Vangelo del giorno: il cielo dentro di noi


Luca 11,1-4
Gesù si trovava in un luogo a pregare; quando ebbe finito, uno dei suoi discepoli gli disse: «Signore, insegnaci a pregare, come anche Giovanni ha insegnato ai suoi discepoli». Ed egli disse loro: «Quando pregate, dite: Padre, sia santificato il tuo nome, venga il tuo regno; dacci ogni giorno il nostro pane quotidiano, e perdona a noi i nostri peccati, anche noi infatti perdoniamo a ogni nostro debitore, e non abbandonarci alla tentazione».

Silesius, mistico tedesco del seicento scrive: “Fermati, dove corri? Il cielo è dentro di te!

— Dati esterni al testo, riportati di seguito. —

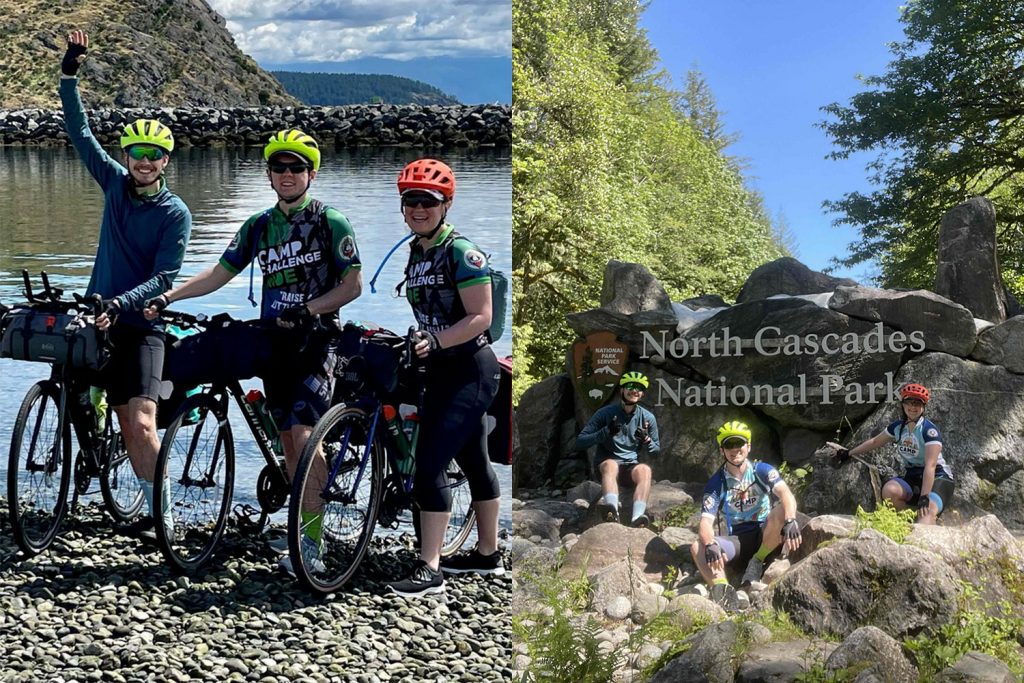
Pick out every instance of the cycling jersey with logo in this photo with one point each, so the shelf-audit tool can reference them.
(299, 259)
(747, 503)
(433, 278)
(910, 444)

Se cerchi Dio altrove, lo perdi sempre di più”.
Cosa intendiamo quando diciamo “nei cieli?”. Dove abita Dio?
Con l’incarnazione è successo qualcosa di grande: si sono capovolte le prospettive. La carne dell’uomo è divenuta il cielo di Dio. Ora ogni pezzo di carne è cielo di Dio.

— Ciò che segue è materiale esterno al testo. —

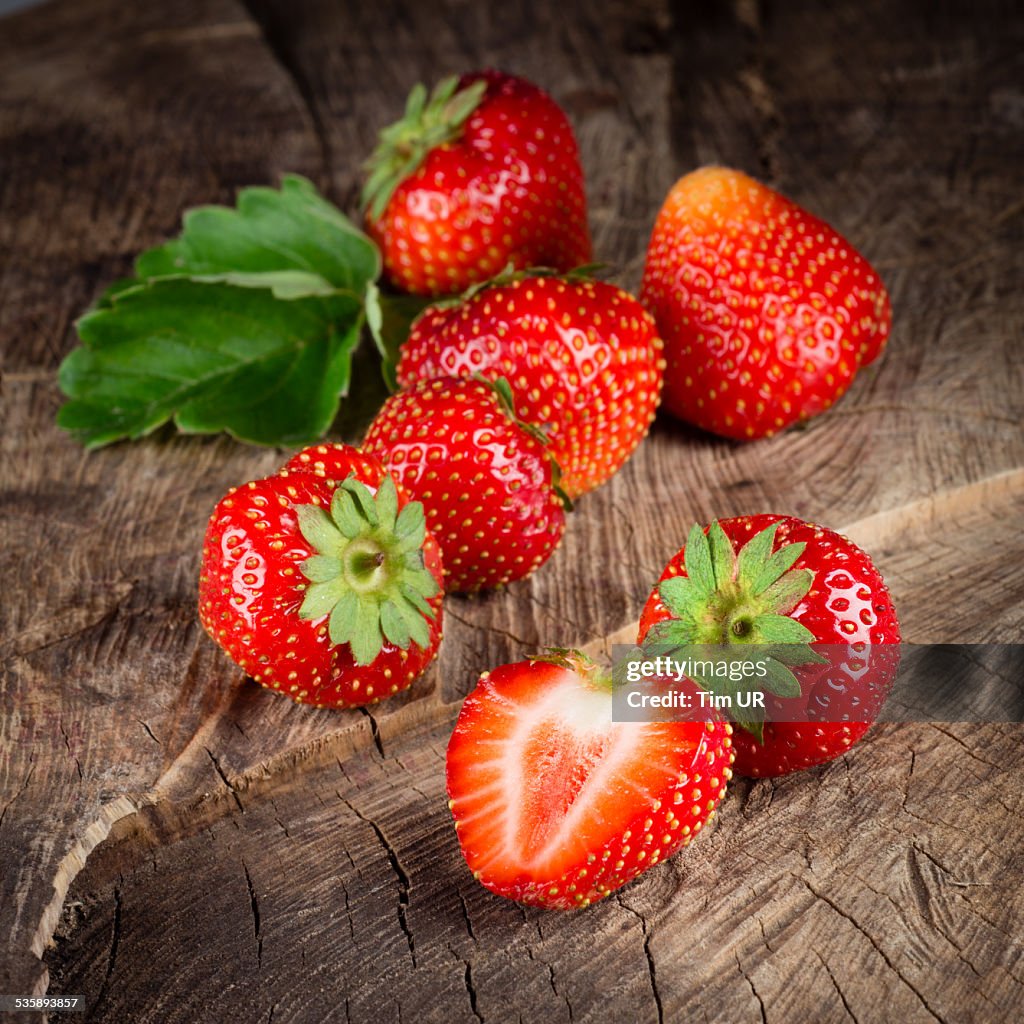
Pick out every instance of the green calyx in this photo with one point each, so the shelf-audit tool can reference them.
(728, 600)
(368, 572)
(429, 121)
(576, 660)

L’unico luogo dove sta di casa Dio, è l’uomo. Noi siamo il cielo di Dio; i poveri sono il cielo di Dio.
Se vogliamo incontrare Dio non è necessario più alzare gli occhi al cielo, ma occorre prenderci cura delle carni. Cominciamo ad entrare dentro noi stessi.
Se vogliamo incontrare il nostro Dio, non occorre più salire al cielo, tentando improbabili scalate ascetiche, ma prenderci cura del fratello che è caduto all’inferno.
Stiamo attenti. Dire “che sei nei cieli” vuol dire che mi è intimissimo ma al contempo indisponibile. Dio è sempre oltre ogni mio pensiero, immaginazione e idea!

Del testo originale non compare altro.